エクス・リブリス

エクス・リブリス

M・M(2024年9月25日)

 読書家の友人から紹介されたこの本の帯には「本は人と人とをつなぐもの」とある。
 ページをめくると「世界中の読者と作家のために」次のページからはおおよそ100冊の本の紹介である。現代アメリカを代表する文芸評論家ミチコ・カクタニえりすぐりのあらゆるジャンルの本。選書のひとつには絵本もある。私自身は幾冊読んでいるのかと気になり書きだしてみた。
  • 「どうして僕はこんなところに」ブルース・チャトウィン著
  • 「オスカー・ワオの短く凄まじい人生」ジュノ・ディアス著
  • 「グレート・ギャッツビー」スコット・フィッツジェラルド著
  • 「その名にちなんで」ジュンバ・ラヒリ著
  • 「羊飼いの暮らしーイギリス湖水地方の四季」ジェイムズ・リーバンクス著
  • 「ハリー・ポッターのシリーズ」J・K・ローリング著
  • 「かいじゅうたちのいるところ」モーリス・センダック著
  • 「指輪物語」J・R・Rトールキン著
  • 「地上で僕らはつかの間きらめく」オーシャン・ヴォン著
  • 「地下鉄道」コルソン・ホワイトヘッド著
 既読本は少なかった。この本で知った「ライフ キース・リチャーズ自伝」キース・リチャーズ共著では、「リチャーズ自身が音楽への情熱を読者に伝える方法を見つけた」こと。「世代を超えて音楽家をつなぐものの何なのかを私たちに感じさせる方法を見つけた」など。音楽でなしとげた本人の言葉として「今まさに俺はつかの間地球を離れ、誰の手も届かないところにいるとわかる時間がある」の箇所は、あるひとにぎりの人々の気持を代弁しているようにも思う。

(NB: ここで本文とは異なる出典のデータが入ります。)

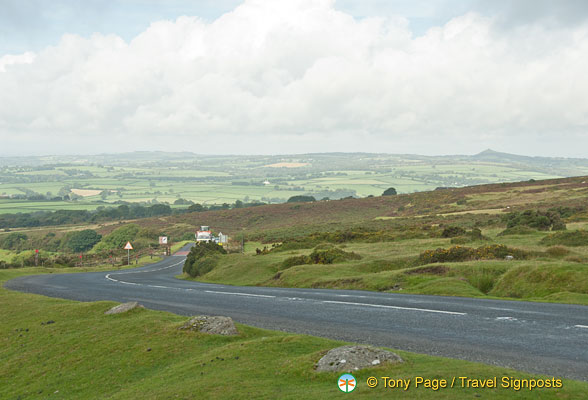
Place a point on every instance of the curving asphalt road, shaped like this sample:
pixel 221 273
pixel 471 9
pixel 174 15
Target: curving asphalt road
pixel 536 337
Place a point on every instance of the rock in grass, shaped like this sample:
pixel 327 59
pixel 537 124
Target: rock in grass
pixel 211 325
pixel 124 308
pixel 352 358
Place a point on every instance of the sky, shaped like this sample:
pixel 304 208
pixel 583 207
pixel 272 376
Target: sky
pixel 294 76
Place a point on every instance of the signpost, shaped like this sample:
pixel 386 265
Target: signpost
pixel 128 247
pixel 163 241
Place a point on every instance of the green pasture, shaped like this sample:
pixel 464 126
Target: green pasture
pixel 212 182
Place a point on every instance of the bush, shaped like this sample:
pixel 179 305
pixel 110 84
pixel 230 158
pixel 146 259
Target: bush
pixel 517 230
pixel 119 237
pixel 322 254
pixel 81 241
pixel 390 192
pixel 293 261
pixel 331 255
pixel 453 231
pixel 13 241
pixel 460 253
pixel 301 199
pixel 557 251
pixel 540 220
pixel 202 258
pixel 567 238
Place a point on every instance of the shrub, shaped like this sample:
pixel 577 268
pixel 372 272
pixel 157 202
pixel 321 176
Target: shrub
pixel 453 231
pixel 557 251
pixel 322 254
pixel 202 258
pixel 331 255
pixel 566 238
pixel 390 192
pixel 293 261
pixel 81 241
pixel 118 238
pixel 13 241
pixel 460 253
pixel 540 220
pixel 517 230
pixel 301 199
pixel 461 240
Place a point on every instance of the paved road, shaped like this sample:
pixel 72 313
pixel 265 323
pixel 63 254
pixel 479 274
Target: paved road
pixel 535 337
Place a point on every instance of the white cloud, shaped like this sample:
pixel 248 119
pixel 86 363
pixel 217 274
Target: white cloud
pixel 300 76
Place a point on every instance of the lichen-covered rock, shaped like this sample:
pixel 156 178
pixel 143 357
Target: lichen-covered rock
pixel 212 325
pixel 124 308
pixel 352 358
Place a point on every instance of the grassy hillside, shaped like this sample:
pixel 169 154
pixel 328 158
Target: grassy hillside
pixel 85 354
pixel 392 233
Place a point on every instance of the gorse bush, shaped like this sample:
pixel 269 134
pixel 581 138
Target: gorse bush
pixel 568 238
pixel 202 258
pixel 365 236
pixel 322 254
pixel 461 253
pixel 541 220
pixel 453 231
pixel 81 241
pixel 518 230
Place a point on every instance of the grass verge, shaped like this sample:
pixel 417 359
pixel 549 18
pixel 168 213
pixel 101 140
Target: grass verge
pixel 85 354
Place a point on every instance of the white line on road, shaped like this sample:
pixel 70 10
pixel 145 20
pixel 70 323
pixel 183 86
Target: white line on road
pixel 240 294
pixel 394 307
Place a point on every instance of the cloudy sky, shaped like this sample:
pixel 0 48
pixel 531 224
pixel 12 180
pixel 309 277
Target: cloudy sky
pixel 294 76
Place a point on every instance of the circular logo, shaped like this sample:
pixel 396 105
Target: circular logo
pixel 346 383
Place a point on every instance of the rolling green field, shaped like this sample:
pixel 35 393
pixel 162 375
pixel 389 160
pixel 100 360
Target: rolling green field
pixel 85 354
pixel 40 183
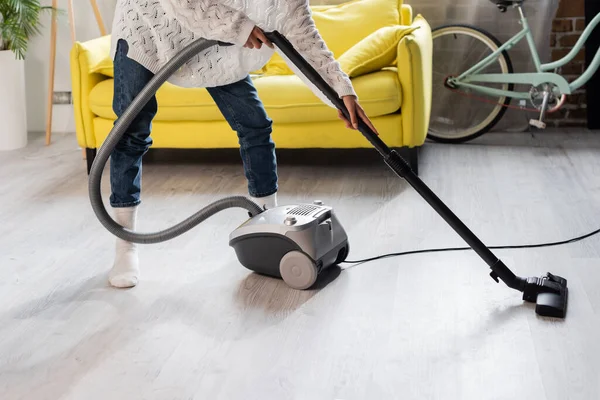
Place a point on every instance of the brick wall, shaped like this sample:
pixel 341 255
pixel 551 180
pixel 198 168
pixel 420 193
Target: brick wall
pixel 566 29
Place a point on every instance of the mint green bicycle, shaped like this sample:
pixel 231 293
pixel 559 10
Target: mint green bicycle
pixel 473 79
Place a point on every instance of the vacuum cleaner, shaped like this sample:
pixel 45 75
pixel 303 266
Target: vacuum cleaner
pixel 298 242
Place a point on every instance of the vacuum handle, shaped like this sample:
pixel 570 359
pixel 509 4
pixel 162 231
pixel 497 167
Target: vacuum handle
pixel 288 49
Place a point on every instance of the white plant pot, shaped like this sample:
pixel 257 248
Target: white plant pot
pixel 13 116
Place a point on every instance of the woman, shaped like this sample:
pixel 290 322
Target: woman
pixel 146 34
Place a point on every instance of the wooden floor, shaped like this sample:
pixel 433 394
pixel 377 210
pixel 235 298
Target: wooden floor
pixel 199 326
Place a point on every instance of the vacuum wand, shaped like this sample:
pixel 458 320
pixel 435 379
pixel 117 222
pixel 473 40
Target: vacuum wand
pixel 550 291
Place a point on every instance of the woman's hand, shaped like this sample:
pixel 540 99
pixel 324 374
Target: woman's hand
pixel 257 38
pixel 355 111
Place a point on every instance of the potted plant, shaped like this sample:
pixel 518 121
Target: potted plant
pixel 19 21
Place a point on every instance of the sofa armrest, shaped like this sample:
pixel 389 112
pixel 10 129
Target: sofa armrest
pixel 415 72
pixel 87 60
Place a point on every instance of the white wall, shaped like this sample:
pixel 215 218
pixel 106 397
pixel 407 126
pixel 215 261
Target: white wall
pixel 38 56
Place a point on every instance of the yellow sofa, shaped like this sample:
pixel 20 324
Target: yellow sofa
pixel 392 80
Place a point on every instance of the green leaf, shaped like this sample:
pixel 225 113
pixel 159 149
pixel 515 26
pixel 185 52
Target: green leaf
pixel 19 22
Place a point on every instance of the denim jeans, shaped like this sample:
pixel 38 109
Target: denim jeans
pixel 239 104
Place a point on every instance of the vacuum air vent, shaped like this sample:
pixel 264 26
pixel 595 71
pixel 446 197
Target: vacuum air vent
pixel 303 210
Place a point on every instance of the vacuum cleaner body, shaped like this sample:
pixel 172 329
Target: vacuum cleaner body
pixel 293 242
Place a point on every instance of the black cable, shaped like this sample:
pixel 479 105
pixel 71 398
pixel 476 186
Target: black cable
pixel 523 246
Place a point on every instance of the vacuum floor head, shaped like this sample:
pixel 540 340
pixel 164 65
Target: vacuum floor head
pixel 550 293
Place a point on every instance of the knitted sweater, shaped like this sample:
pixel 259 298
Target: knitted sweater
pixel 157 29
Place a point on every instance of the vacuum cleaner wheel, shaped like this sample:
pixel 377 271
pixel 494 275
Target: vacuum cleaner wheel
pixel 298 270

 いくつかの紹介本を記憶して図書館にむかう。その中でも主に読みたい本は、必読作・創作ではないもの。そうして長編や理解し難い本を借りてみる。「どこかでつまずいたとしても、どうか投げ出さずに、ひどく難解なところは少々読み飛ばしてでも読みつづけてほしい」著者が書いているとおり、とばし読みひろい読み中央読みがすっかり身についている。それでも友人たちと共通の話題になったとき、理解がスっと広がるときがある。
 この夏の暑さに「極北の夢」バリー・ロペス著の頁で手がとまる。気候変動の加速により北極圏は地球上の他の地域の2倍のはやさで温暖化が進み容赦ないフィードバックにおちいっているそうだ。この本もさがしてみる。が、見つけることはできなかった。極北のようすが気になったが南極に関する本を借りてみた。